Later came Myers's coup de grace:
As long as the classics remain more deeply relevant to our lives than the novels our own time produces, we should remain "untimely," in Nietzsche's still-dangerous sense of the word.
And that, I would argue, especially to young readers, looms as the insuperable criticism and critique: "As long as the classics remain ..."
The sight of roving tribes of youthful clutchers of, say, Hunger Games or Twilight, mystifies the literary bejesus out of me, given that for instance Homer, a few years back, already enshrined ultimate human thrill and inhuman fickle in the Iliad, or, a few years later, Shakespeare produced dozens of masterpieces that to this day stand unparalleled in the penetrating exploration of human vices and love.
Not enough to keep you busy and your brain active, boys and girls? Well, then, still in print are Tolstoy, Dickens, Dante, Swift, Moliere, Stendhal, Hugo, Chekhov, Austen, Balzac, the Brontes, Dostoyevsky, Proust, Wilde, G. Eliot, Conrad, Waugh, as well as a few struggling colonials such as Steinbeck, Bellow, Styron, Faulkner, Updike, Hemingway, Nabokov, P. Roth, Doctorow, Mailer, Twain ...
Nevertheless yesterday, having read, studied, reread and parsed every bloody word of Hunger Games in "literature" class for a month, my daughter's entire 7th-grade contingent attended the movie "Hunger Games."
I guess there's just not enough good stuff to read, nor neither enough classic films to watch.
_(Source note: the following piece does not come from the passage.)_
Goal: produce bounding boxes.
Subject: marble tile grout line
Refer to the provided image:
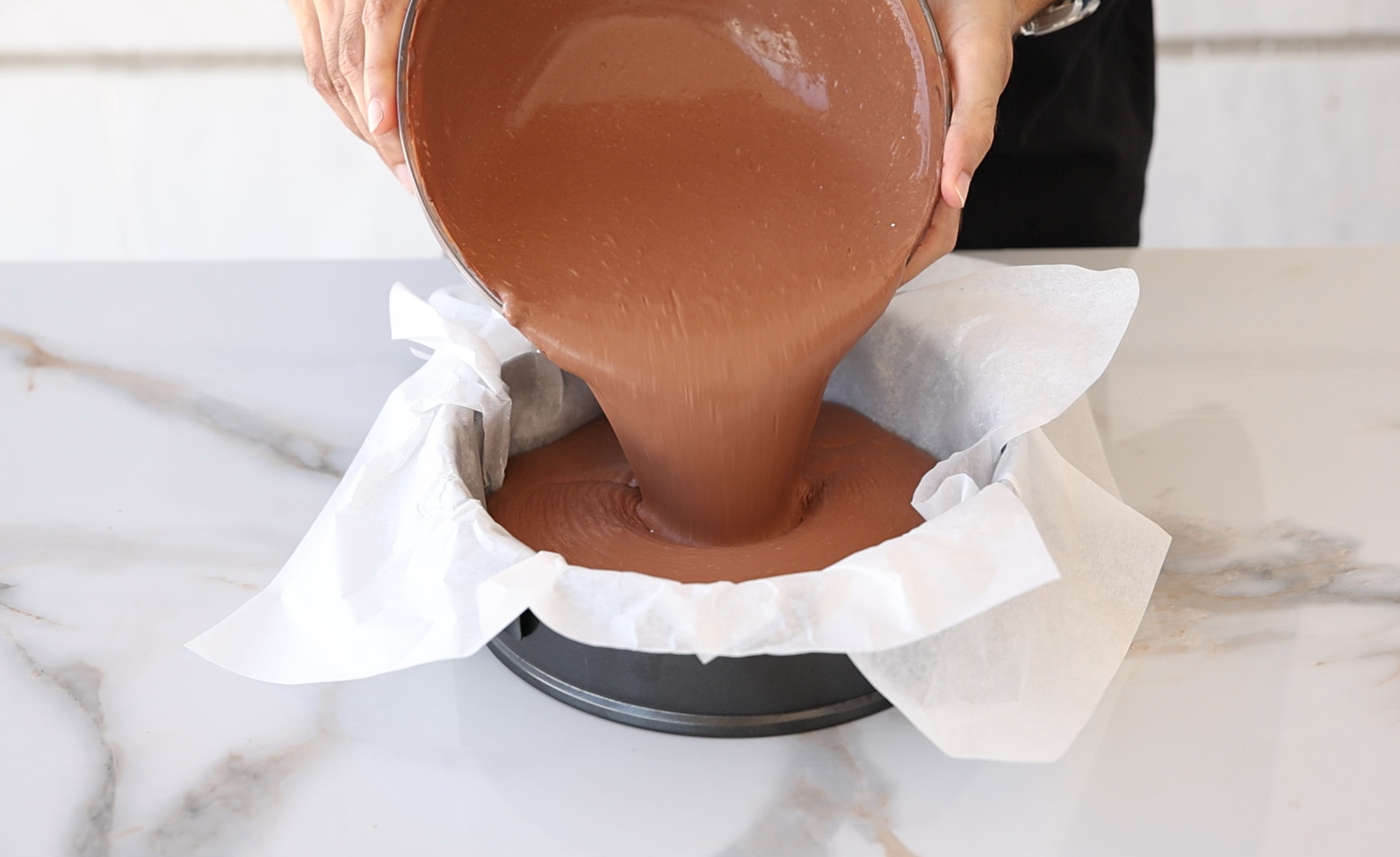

Those are gateway books to communism.
Posted by: Robert Lipscomb | April 18, 2012 at 09:51 AM
Yeah, but the good stuff is too hard.
Posted by: Infidel753 | April 18, 2012 at 10:58 AM
http://dayofwoman.blogspot.com/2012/03/i-dont-want-to-live-on-this-planet.html
Posted by: Infidel753 | April 18, 2012 at 10:59 AM
Some small percentage of young readers may graduate from "Hunger Games" to other dystopian literature and find their way to Orwell, Huxley and other classics. Some my follow "Twilight" into the vast starry field which contains Stoker, Poe or Hawthorne. Or they may take a dead end detour into Rice and fan fiction. But popular YA fiction is just a starting point, it's not a map.
I began my reading career with Danny Dunn, boy genius, and ended up at all sorts of odd corners in the universe of text. Hell, I even found myself looking at this blog eventually, and that's been fairly rewarding so far.
Posted by: Tom | April 18, 2012 at 11:09 AM
Back in Homer's day, the kids probably all wanted to hear nothing but the Odyssey, "because it's the latest thing and it's awesome. That Iliad stuff is for old people."
Fortunately, some of those kids got to be old people.
Posted by: tamiasmin | April 18, 2012 at 01:58 PM
Interestingly you've rhymed off a goodly portion of my English language reading list. But, as a sign that it has been ever thus,I'll offer this anecdote. My grade 11 teacher announced one day, with a leaden world weariness, that the next student who proffered the "novel" Love Story for their oral book report would get a failing grade. This came after the twelfth such report.
Posted by: Peter G | April 18, 2012 at 02:40 PM
And I wouldn't care to repeat what she had to say about a certain seagull named Jonathan Livingston. Teachers earn their pay imo.